Raquel, tres años después, con cierto cinismo resignado, dice que su hija tuvo suerte. Dos días más tarde Paola fue de los pocos niños trasladados en helicóptero al Shriners Hospitals for Children, en Sacramento, California. En las clínicas del IMSS, funcionarios de la institución llegados de la Ciudad de México impidieron a los padres evacuar a sus hijos heridos y murieron a las horas o a los días. Nunca dieron una explicación de por qué actuaron así. La idea generalizada es que querían evitar un escándalo internacional.

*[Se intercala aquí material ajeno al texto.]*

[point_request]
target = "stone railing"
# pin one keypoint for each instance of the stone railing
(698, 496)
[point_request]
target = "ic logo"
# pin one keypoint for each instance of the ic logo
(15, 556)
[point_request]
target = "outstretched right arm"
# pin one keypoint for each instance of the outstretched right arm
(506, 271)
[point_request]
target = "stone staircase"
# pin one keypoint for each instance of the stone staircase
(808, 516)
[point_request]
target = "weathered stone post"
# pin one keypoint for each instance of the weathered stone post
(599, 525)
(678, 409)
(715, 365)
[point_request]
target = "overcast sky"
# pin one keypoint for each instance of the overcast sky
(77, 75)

Tuve suerte, insiste Raquel, maldita suerte la nuestra. Ella poseía un destartalado
coche rescatado por su padre de un deshuesadero con el que atravesar esa anarquía sufriente; muchos padres, a pie, detenían taxis que no les cobraban el pasaje o coches particulares que se aprestaban a llevarlos a su destino.

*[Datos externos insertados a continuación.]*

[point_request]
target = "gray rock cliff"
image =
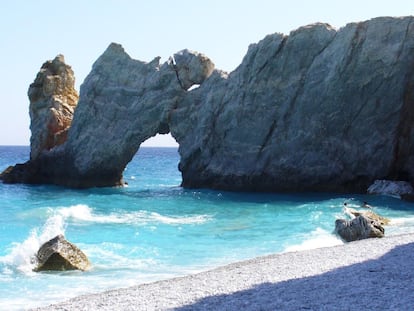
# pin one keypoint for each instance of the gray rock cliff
(317, 110)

Tuve fortuna, sí, porque no terminé mi peregrinar en la morgue, adonde los familiares arribaban después de buscar en todos los hospitales de la ciudad infructuosamente. La última estación de un tren surgido de las entrañas del infierno. La policía había colocado unas vallas de acero alrededor del acceso para impedir la entrada de la muchedumbre enfurecida, harta del silencio, al borde del abismo. Olga, una psicóloga acechada desde entonces por inefables pesadillas, esa noche recorrió al menos treinta veces el pasillo que separaba la morgue del exterior; en una mano el nombre de uno de los pequeños identificado y en la otra un megáfono. Voceaba a la víctima y al instante surgían gritos destemplados entre la multitud que se abría en abanico para dar paso a los deudos. Algunos padres desfallecían al transitar por el pasillo de la muerte, otros preguntaban incrédulos a la psicóloga si estaba segura de que su hijo había muerto.